Part of Speech: Adjective

Meaning: 1. Unpleasant, obnoxious, causing animosity. 2. Unfair, partial, discriminatory. 3. (Archaic) Envious.

Notes: This adjective has wandered far away from its original meaning, "envious", now archaic. It comes with an ordinary adverb, invidiously, and an ordinary noun, invidiousness.

In Play: This word no longer means "envy": "In the 1960s police were called by the invidious sobriquet 'pigs'." It only means what is included in Meaning above: "Putin is hoping for success, however invidious, of his inhumane invasion of Ukraine."

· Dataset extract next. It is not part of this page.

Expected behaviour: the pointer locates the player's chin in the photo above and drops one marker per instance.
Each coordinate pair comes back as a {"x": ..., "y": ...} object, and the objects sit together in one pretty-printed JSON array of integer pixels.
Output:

Word History: English borrowed this word directly from Latin invidiosus, and again from French after French had smoothed it out a bit to become envious. English, through the ages, has changed the meaning of invidious. Latin invidiosus is the adjective based on invidia "envy, jealousy", which ultimately became envy in English. Invidia was created from PIE en "in" + weid- "to see, to know", as when we say, "I see," meaning "I know". We find it in Sanskrit veda "I know", Greek oida "to know" (Doric woida), Latin video "I see", German wissen "to know", English wit and wise, Russian videt' "to see", Serbian videti "to see", Polish widzieć "to see" and wiedzieć "to know", Lithuanian įvaizdis "image", and Welsh gweler "to see" and gwedd "appearance". (Let's not invidiously forget to thank newcomer to our happy band of contributors, Bill McGrady, for finding such a surprisingly Good Word as today's and sharing it with us.)